Resumen:
Aim To explore the relationship between basal 18F-FDG uptake in breast tumors and survival in patients with breast cancer (BC) using a molecular phenotype approach.
Material and Methods This prospective and multicentre study included 193 women diagnosed with BC. All patients underwent an 18F-FDG PET/CT prior to treatment. Maximum standardized uptake value (SUVmax) in tumor (T), lymph nodes (N), and the N/T index was obtained in all the cases. Metabolic stage was established. As regards biological prognostic parameters, tumors were classified into molecular sub-types and risk categories. Overall survival (OS) and disease free survival (DFS) were obtained. An analysis was performed on the relationship between semi-quantitative metabolic parameters with molecular phenotypes and risk categories.
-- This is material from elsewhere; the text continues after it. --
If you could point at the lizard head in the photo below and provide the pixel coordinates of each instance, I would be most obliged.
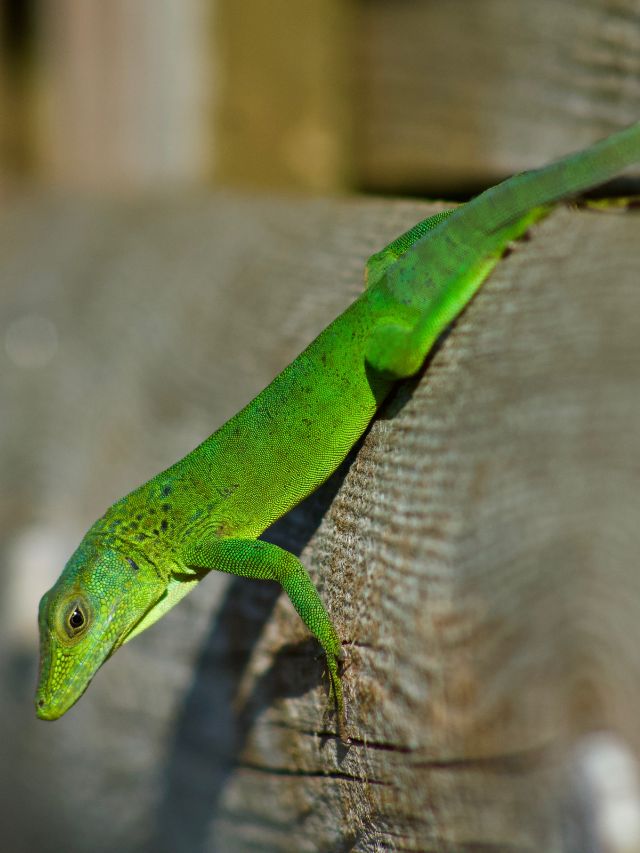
(96, 602)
The effect of molecular sub-type and risk categories in prognosis was analyzed using Kaplan¿Meier and univariate and multivariate tests.
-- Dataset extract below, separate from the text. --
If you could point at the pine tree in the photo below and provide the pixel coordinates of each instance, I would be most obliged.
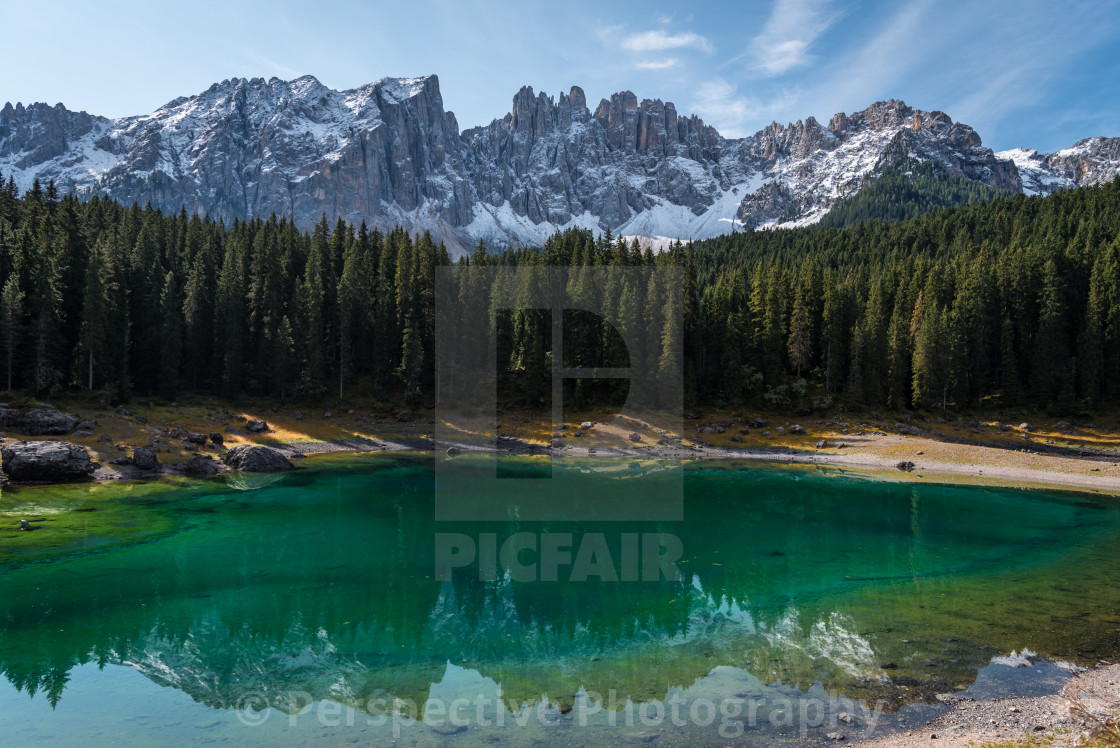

Results Statistical differences were found in both SUVT and SUVN, according to the molecular sub-types and risk classifications, with higher semi-quantitative values in more biologically aggressive tumors. No statistical differences were observed with respect to the N/T index. Kaplan¿Meier analysis revealed that risk categories were significantly related to DFS and OS. In the multivariate analysis, metabolic stage and risk phenotype showed a significant association with DFS.
Conclusion High-risk phenotype category showed a worst prognosis with respect to the other categories with higher SUVmax in primary tumor and lymph nodes.